Preparation, Characterization, and Adsorption Performance of H 2 TiO 3 Lithium Ion Sieves with Homogeneous Nanoparticles: Kinetics, Thermodynamics, and Mechanism Analysis

Abstract Li 2 TiO 3 precursor with layered structure is successfully prepared by template‐free method using anatase TiO 2 and Li 2 CO 3 , followed by the treatment of dilute hydrochloric acid, which leads to obtaining H 2 TiO 3 lithium ion sieve nanoparticles with uniform dispersion and small size. The adsorption performance and mechanism of the H 2 TiO 3 are being studied. The experimental results show that the H 2 TiO 3 lithium ion sieve has a large BET specific surface area (19.10 m 2 g −1 ) and good thermal stability. At the same time, it also has a high adsorption rate and adsorption capacity (55.13 mg g −1 ) towards Li + in solution due to its high dispersibility and uniformity of particle size, which can expose more adsorption sites in LiCl solution. The adsorption capacity of the H 2 TiO 3 lithium ion sieve can reach 46.63 mg g −1 , which achieves 84.58% of the equilibrium adsorption capacity. The equilibrium adsorption parameters follow the Langmuir model perfectly, demonstrating that Li + undergoes monolayer adsorption. The results of thermodynamic and kinetic analysis show that the adsorption behavior of H 2 TiO 3 is spontaneous and conforms to the pseudo‐second‐order kinetic model, indicating the adsorption process is controlled by chemosorption.

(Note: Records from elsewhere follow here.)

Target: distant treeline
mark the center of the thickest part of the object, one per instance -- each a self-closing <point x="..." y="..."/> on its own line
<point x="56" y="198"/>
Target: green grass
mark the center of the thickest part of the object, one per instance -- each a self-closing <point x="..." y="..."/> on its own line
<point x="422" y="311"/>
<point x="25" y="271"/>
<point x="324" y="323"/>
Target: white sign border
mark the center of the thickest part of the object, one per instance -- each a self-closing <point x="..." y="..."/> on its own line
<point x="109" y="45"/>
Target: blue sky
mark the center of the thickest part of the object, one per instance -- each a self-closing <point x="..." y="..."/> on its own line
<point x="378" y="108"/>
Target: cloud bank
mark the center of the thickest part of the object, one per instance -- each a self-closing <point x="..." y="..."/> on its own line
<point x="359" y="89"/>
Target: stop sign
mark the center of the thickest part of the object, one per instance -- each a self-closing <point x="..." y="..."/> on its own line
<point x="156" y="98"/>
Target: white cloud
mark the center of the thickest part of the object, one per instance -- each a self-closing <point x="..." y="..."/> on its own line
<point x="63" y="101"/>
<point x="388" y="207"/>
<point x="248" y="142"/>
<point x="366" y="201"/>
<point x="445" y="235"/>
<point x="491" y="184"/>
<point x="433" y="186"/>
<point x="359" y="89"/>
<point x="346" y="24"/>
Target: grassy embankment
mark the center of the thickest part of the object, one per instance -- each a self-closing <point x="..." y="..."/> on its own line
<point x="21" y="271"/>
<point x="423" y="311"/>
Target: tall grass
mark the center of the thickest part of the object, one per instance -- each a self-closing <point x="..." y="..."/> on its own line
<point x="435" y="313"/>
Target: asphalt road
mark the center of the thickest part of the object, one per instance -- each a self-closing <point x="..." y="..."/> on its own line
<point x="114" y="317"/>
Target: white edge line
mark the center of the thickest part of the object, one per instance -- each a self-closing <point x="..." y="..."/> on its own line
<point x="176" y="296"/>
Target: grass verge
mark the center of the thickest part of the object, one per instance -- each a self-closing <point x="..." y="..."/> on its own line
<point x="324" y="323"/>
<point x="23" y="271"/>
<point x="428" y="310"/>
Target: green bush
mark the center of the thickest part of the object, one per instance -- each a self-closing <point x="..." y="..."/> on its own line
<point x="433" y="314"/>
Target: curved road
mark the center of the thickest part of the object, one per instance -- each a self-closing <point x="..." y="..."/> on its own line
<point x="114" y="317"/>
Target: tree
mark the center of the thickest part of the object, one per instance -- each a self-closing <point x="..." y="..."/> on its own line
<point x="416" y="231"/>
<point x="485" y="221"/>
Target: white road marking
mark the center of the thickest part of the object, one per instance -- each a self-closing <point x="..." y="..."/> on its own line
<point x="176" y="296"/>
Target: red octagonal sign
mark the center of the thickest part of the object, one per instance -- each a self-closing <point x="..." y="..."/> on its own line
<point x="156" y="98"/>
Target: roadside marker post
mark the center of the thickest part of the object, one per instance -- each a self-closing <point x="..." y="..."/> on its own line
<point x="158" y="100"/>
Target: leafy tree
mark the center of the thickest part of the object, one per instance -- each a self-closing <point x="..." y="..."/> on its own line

In addition, after five adsorption/desorption cycles, the H 2 TiO 3 lithium ion sieve still shows a high adsorption capacity of 46.15 mg g −1 , and the dissolution loss of titanium is only 0.14%, which shows that the cycle stability is excellent. XPS and zeta potential analyses illustrate that the adsorption mechanism of Li + on the H 2 TiO 3 is an ion exchange reaction between Li + and H + , combined with the electrostatic attraction of the adsorbent surface. Additionally, the adsorption performance of H 2 TiO 3 lithium ion sieve in West Taijinaier Salt Lake brine was tested, and the adsorbent material proves itself is a perspective candidate for lithium extraction from aqueous lithium resources.